Is a mushroom safe to eat? Or is it deadly?¶
By Joe Ganser
Abstract¶
In this analysis, a classification model is run on data attempting to classify mushrooms as poisnous or edible. The data itsself is entirely nominal and categorical. The data comes from a kaggle competition and is also found on the UCI Machine learning repository. The objectives included finding the best performing model and drawing conclusions about mushroom taxonomy.
I.Introduction¶
Occam's razor, also known as the law of parsimony, is perhaps one of the most important principles of all science. The theory based upon the least assumptions tends to be the correct one. In the case of machine learning, a corollary condition could be proposed; the best machine learning models not only require the best performance metrics, but should also require the least amount of data and processing time as well.
In this analysis, my objective was to built a model with the highest performance metrics (accuracy and F1 score) using the least amount of data and operating in the shortest amount of time.
In conjunction, I wanted to determine what the key factors where in classifying a mushroom as poisonous or edible.
Background info
Categorizing something as poisnous versus edible wouldn't be a problem taken lightly. If you had any margin of error, someone could die. Thus, any model that predicts whether or not a mushroom is poisonous or edible needs to have perfect accuracy. At a glance, this is the goal of the data - figure out what to eat versus toss; a typical problem in classification.

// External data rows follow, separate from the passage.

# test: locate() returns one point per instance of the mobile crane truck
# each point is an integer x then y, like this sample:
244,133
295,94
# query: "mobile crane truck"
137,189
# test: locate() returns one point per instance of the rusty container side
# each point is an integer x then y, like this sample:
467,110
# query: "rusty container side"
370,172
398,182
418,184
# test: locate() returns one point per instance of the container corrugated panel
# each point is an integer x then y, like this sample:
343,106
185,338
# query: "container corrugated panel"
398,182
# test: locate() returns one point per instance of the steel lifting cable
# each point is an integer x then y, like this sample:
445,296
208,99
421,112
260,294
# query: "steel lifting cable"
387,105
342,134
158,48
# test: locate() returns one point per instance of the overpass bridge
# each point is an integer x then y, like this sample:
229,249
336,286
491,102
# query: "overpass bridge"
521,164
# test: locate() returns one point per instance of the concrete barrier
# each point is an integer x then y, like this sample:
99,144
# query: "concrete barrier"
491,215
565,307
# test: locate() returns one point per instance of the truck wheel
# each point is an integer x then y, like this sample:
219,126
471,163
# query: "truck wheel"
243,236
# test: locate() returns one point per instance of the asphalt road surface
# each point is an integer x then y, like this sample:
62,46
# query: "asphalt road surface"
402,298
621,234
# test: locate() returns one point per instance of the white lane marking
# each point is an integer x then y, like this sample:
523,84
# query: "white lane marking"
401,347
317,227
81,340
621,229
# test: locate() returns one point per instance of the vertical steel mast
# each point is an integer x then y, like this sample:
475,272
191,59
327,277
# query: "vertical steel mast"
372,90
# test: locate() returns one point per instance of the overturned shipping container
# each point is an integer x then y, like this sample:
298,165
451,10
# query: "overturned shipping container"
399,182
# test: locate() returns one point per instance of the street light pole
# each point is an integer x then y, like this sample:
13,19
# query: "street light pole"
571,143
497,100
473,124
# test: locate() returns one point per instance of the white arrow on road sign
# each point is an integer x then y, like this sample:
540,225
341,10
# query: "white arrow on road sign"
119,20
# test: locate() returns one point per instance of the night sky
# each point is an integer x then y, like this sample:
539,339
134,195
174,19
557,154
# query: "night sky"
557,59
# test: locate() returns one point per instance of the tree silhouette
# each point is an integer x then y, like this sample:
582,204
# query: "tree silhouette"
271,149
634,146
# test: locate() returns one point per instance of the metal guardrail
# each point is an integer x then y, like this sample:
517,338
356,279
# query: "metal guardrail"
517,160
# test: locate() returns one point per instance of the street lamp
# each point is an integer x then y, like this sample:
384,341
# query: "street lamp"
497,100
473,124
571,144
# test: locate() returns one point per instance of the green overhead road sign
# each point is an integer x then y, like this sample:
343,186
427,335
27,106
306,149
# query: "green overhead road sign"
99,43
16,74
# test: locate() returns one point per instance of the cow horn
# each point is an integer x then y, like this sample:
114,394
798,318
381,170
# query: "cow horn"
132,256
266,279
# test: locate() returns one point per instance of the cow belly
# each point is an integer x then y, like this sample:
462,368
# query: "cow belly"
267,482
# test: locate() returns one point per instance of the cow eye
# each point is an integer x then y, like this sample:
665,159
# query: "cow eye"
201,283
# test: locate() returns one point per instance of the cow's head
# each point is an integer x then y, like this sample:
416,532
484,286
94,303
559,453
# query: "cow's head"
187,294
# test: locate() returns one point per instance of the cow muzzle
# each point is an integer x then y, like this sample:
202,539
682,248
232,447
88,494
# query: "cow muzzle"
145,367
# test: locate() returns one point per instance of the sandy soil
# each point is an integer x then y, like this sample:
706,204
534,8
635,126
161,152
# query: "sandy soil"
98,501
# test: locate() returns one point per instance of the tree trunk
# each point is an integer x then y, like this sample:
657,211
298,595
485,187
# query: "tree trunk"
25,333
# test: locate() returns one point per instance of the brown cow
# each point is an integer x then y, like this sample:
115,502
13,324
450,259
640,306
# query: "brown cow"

II.Exploring & Cleaning the Data¶
The data itsself was entirely categorical and nominal in structure. In all, the data included 8124 observational rows, and (before cleaning) 23 categorical features. The features were themselves had letter values, with no order structure between the letters. Out of the 8124 rows, 4208 were classified as edible and 3916 were poisonous. The first five rows of the raw data were:
class | cap-shape | cap-surface | cap-color | bruises | odor | gill-attachment | gill-spacing | gill-size | gill-color | stalk-shape | stalk-root | stalk-surface-above-ring | stalk-surface-below-ring | stalk-color-above-ring | stalk-color-below-ring | veil-type | veil-color | ring-number | ring-type | spore-print-color | population | habitat |
---|---|---|---|---|---|---|---|---|---|---|---|---|---|---|---|---|---|---|---|---|---|---|
p | x | s | n | t | p | f | c | n | k | e | e | s | s | w | w | p | w | o | p | k | s | u |
e | x | s | y | t | a | f | c | b | k | e | c | s | s | w | w | p | w | o | p | n | n | g |
e | b | s | w | t | l | f | c | b | n | e | c | s | s | w | w | p | w | o | p | n | n | m |
p | x | y | w | t | p | f | c | n | n | e | e | s | s | w | w | p | w | o | p | k | s | u |
e | x | s | g | f | n | f | w | b | k | t | e | s | s | w | w | p | w | o | e | n | a | g |
Where "class" was the target, and p was for poisnonous and e was for edible.
Data pre-processing
Obviosuly a machine learning model wouldn't be able to process letters when there should be numbers, so an encoding process was waranted. Using the pandas .get_dummies()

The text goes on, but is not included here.